David pointed out to us last Sunday evening from Matthew chapter 20 – “The Son of Man came to serve, not to be served.” Here’s David called to serve, not to be served in the house of the rejected king. Think of the wonder of the ways of God. David is the anointed king. He receives the Spirit as a guarantee, the empowering promise that the fullness of God’s blessing is coming. The current king is rejected and as judgment does its awful work on him, he begins to degrade almost before David’s sight. It’s a downward spiral for Saul from here. While David may have rallied his brothers and others of the clans of Judah and take the crown, forcing himself into his destiny, God brings him into the king’s house with hardly even a knock on the door. Who could guess at God’s wonderful ways?
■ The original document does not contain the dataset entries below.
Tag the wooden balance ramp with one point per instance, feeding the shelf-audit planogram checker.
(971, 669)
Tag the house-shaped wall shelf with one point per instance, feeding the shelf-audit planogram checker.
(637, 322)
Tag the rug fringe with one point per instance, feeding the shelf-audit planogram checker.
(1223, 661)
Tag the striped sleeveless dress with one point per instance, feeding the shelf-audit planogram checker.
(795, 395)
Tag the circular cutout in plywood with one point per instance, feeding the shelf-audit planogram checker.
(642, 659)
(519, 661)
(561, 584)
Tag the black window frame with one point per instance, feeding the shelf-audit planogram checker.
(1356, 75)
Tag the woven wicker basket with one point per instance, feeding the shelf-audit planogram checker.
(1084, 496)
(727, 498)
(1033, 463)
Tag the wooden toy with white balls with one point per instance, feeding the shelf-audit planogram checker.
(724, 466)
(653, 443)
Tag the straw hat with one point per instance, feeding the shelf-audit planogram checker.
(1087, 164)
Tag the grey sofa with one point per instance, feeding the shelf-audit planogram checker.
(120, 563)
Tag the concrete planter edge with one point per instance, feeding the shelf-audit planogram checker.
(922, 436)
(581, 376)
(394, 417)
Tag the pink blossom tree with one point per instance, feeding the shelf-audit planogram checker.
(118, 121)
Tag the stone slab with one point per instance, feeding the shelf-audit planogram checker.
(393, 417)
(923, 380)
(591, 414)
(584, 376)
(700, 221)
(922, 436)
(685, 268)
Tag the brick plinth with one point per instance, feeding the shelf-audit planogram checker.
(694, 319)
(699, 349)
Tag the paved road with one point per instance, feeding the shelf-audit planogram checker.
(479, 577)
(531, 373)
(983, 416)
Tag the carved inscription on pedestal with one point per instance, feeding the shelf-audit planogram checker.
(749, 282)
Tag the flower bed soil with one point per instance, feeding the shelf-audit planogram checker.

And how does he come? As a minister of mercy to a man troubled in the grip of God’s judgment. Every time David plays, Saul finds comfort and the harmful spirit passes. Every time that happens it’s a gift of God’s mercy. Saul is given in those moments that opportunity to rise from those fits brought on by the harmful spirit and turn to God in repentance, in faith. “Saul was refreshed,” verse 23 says, “and was well and the harmful spirit departed from him.” Every time we find Saul picking up the pieces of business as usual and moving forward in his flight away from God, the mercy of God is there to be called upon. The mercy of God that has brought him one more time clarity of mind out of the inner hurricane in which he is caught in the judgment of God. There is mercy to be called upon. Maybe it’s part of why David writes in Psalm 51, his great psalm of repentance, “Take not Your Holy Spirit from me.” David saw firsthand the tragedy of losing the Spirit of God He gave. It’s as though Saul is blind to God’s kindness.

Let me wrap up with this. In this room, television, livestream, radio, let me just ask a question. What about you? What about all of us? Do you soak up the kindness and goodness of God towards you without ever a thought of turning to Him in repentance and faith? Do you take the mercies of God as you do what ought to be coming to you while you run headlong away from Him? Now is the time, this is the moment. Stop, turn, embrace Him through faith in Jesus Christ and the work that He did on His cross to make you right with Him. Open your eyes. See the kindness of God meant to draw you to repentance and enter life and not death. Saul is a signpost to us. Call on the mercy of God! But he’s blind. His heart is hard. Don’t go to bed a blind man tonight. Don’t go to bed a blind woman tonight. Don’t go to bed without turning and embracing. If this is not your faith, make it yours today. Saul is a signpost to us. He will end in despair. You don’t have to because of what Jesus did – Jesus, David’s greater Son.

Let’s pray.

Father, we thank You for what we see here in Your Word. We thank You for bringing this man to a place, the place of Your service. Father, what do we learn about You as we watch this life move forward? We pray that You would teach us much about You and about Your kindness and Your mercy in calling, in equipping. Father, let us see. Go with us now. Go with us. Let this last warning ring in our ears, especially those who are where Saul is. Let this warning ring in their ears. Father, bring light and bring life to those souls. Thank You, our Father. Hear our prayer. Bring us back next Lord’s Day to worship and to praise and to hear from Your Word. Walk with us in the days between now and then, for Jesus’ sake. We make our prayer in His name, amen.